Data Engineer (Research)

Full time

Job Title: Data Engineer


Job Type: Full-time, Contractor


Location: Remote


Job Summary

We are seeking a skilled Data Engineer with strong analytical thinking and a passion for solving research-driven data challenges. This exciting role involves building data pipelines, performing exploratory data analysis (EDA), and working with both structured and unstructured data. Your exposure to AI/ML techniques will be advantageous as you collaborate with data scientists and researchers to derive insights and support model development.


Key Responsibilities

- Design, develop, and maintain robust and scalable ETL pipelines for ingesting and transforming raw data from diverse sources.

- Conduct exploratory data analysis (EDA) to identify patterns, anomalies, and valuable insights.
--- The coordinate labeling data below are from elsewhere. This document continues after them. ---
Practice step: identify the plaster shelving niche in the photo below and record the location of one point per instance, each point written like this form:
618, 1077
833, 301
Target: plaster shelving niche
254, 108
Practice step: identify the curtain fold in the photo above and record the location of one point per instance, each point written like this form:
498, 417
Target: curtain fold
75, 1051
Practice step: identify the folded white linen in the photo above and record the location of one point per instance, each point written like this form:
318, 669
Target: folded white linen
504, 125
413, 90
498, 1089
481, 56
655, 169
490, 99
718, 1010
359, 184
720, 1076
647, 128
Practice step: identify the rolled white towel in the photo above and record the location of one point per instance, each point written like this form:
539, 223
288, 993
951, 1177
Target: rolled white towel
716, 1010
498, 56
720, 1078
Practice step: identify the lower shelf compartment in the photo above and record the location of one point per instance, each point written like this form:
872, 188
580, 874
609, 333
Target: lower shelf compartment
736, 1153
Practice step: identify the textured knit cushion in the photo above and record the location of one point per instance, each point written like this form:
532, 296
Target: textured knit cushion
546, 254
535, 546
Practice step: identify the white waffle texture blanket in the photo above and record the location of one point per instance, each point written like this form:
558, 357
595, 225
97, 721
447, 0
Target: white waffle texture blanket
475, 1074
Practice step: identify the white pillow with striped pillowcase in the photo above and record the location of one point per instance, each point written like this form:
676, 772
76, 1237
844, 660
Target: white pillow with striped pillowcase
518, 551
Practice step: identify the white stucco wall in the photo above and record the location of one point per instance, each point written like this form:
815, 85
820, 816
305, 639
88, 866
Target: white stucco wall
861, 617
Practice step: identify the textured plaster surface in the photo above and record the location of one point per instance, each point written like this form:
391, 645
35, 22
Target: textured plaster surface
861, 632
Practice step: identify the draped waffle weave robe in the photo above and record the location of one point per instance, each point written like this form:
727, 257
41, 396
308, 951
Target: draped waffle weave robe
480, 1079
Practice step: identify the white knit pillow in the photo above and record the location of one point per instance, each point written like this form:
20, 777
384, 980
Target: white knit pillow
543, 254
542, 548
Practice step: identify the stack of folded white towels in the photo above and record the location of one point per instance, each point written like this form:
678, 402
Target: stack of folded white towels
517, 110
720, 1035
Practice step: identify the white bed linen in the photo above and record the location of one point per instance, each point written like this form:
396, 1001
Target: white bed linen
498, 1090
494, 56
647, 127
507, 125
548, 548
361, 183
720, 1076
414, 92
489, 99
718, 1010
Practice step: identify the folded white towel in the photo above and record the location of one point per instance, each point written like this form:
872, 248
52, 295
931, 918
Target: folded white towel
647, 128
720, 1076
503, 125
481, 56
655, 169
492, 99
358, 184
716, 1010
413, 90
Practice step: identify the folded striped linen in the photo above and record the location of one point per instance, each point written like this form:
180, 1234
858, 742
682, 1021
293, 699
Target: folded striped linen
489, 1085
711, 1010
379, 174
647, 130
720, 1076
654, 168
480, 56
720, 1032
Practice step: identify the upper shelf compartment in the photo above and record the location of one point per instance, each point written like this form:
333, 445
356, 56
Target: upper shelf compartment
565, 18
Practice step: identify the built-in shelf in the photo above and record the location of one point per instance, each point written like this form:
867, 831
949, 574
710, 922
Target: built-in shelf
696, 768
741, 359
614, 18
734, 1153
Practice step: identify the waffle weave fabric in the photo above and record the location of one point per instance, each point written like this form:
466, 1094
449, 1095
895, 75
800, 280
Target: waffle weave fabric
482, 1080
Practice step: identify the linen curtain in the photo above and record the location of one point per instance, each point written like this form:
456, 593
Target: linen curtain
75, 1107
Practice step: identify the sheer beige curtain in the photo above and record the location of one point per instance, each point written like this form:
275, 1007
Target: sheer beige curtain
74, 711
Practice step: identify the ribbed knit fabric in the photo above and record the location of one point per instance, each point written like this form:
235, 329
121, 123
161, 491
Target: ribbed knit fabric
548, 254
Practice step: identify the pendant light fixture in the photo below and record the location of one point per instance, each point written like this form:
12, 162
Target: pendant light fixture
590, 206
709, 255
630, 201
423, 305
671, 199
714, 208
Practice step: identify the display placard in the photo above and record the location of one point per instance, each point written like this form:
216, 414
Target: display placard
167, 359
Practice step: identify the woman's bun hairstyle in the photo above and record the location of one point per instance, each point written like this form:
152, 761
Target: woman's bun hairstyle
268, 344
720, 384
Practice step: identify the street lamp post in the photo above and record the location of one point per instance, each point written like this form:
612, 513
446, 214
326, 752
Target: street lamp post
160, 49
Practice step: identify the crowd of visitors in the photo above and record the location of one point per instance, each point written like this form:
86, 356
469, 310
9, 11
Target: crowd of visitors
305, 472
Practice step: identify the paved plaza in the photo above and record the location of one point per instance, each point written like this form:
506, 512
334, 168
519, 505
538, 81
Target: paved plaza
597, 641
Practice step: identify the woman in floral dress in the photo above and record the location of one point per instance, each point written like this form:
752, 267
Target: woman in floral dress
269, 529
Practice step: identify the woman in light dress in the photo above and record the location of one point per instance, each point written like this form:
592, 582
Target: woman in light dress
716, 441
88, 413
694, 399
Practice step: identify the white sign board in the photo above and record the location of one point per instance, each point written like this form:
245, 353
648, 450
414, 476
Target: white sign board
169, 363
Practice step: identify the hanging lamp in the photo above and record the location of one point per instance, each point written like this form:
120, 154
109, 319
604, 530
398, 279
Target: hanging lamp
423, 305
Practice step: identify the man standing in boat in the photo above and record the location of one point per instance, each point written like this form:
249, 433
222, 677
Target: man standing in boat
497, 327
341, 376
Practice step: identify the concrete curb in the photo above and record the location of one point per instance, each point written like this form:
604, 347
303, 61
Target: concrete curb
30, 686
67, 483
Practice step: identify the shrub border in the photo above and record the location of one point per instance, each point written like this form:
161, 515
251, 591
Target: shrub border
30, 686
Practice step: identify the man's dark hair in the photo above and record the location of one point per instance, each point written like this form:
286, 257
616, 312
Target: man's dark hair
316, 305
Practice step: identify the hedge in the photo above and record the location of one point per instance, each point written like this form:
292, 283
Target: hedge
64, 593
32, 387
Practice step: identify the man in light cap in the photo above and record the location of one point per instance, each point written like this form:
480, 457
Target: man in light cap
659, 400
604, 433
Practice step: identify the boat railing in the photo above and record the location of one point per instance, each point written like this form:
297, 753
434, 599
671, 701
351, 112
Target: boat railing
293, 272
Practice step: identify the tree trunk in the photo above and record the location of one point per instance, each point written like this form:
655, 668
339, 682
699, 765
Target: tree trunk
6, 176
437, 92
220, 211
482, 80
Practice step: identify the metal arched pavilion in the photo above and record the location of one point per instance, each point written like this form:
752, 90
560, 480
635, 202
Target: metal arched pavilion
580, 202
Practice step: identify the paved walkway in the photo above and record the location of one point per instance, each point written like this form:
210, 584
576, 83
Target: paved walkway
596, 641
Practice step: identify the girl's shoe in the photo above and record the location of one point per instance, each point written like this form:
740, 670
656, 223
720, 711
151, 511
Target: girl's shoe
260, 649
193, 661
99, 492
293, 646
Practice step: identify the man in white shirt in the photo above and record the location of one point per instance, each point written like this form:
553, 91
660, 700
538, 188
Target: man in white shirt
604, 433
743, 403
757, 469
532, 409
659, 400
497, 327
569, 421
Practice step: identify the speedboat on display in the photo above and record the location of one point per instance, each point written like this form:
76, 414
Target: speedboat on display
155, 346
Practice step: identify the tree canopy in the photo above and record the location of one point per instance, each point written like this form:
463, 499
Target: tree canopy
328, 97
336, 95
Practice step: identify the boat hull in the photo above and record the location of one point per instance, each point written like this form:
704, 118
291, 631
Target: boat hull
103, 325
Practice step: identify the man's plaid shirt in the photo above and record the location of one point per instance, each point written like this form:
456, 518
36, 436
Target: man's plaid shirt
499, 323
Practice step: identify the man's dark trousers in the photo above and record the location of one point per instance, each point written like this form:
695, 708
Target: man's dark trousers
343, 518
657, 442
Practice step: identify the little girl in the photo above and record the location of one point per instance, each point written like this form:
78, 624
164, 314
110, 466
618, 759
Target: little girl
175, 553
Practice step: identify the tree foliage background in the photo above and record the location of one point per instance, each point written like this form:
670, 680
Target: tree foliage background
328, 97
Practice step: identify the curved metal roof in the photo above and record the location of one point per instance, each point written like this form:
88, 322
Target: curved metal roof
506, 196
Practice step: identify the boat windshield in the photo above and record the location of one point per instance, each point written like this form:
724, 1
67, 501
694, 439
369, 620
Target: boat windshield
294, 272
- Collaborate with researchers and data scientists to prepare datasets for AI/ML modeling and experimentation.

- Develop and manage data models, schemas, and databases for efficient storage and querying of large datasets.

- Write optimized SQL queries and scripts for data extraction and aggregation.

- Ensure data quality, integrity, and security across all pipelines and storage systems.

- Automate data validation and reporting workflows to facilitate ongoing research tasks.


Required Skills and Qualifications

- Proficiency in Python and SQL.

- Experience in building and managing ETL pipelines.

- Expertise in using Pandas and NumPy for data manipulation.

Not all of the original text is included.